5.3.2 Final Runtime Stage
A focused guide to Final Runtime Stage, connecting core concepts with practical Docker and container operations.
The final runtime stage is the last stage in a multi-stage Dockerfile, representing the actual image that gets tagged, pushed, and run in production — built on a minimal base appropriate for running (not building) the application, containing only what is needed at runtime.
Defining the Final Stage
The final stage typically starts from a much smaller base than any builder stage that preceded it, since it only needs to run the already-built application, not compile or bundle it.
FROM golang:1.22 AS builder
WORKDIR /src
COPY . .
RUN CGO_ENABLED=0 go build -o /out/app .
FROM gcr.io/distroless/static-debian12
COPY --from=builder /out/app /app
ENTRYPOINT ["/app"]
The final stage here uses a distroless base containing essentially nothing beyond what's needed to run a statically compiled binary.

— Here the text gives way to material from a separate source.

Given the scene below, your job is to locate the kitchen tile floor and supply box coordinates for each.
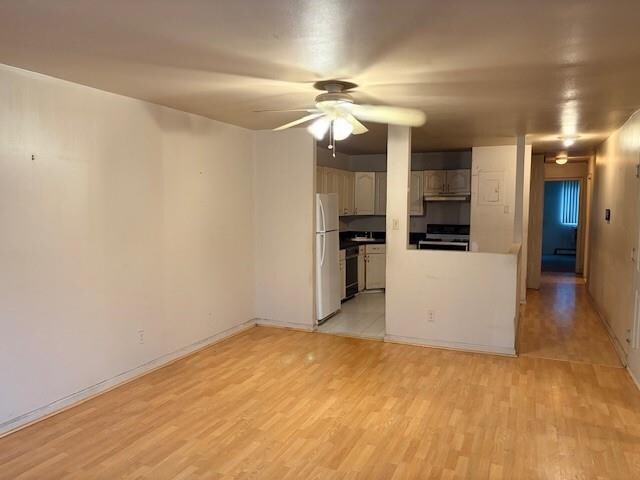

What the Final Stage Should and Shouldn't Contain
The final stage should contain the application itself, any runtime configuration it needs, and nothing else — no compilers, no build tools, no test code, no development dependencies.
FROM node:20-alpine
COPY --from=builder /app/dist /app/dist
COPY --from=builder /app/node_modules /app/node_modules
CMD ["node", "dist/server.js"]
This copies only the built output and production dependencies, not the original source files or development tooling used during the build.
Verifying the Final Stage Is Actually Minimal
Inspecting the final image's contents and size confirms the final stage genuinely reflects a minimal runtime environment, rather than accidentally inheriting more than intended.
docker images myapp
docker run --rm myapp:1.0 ls /
Why the Final Runtime Stage Matters
The final stage is what actually gets deployed and run, making it the stage where every size, security, and dependency decision has the most direct, lasting consequence — every other stage in a multi-stage build exists ultimately in service of producing this one well.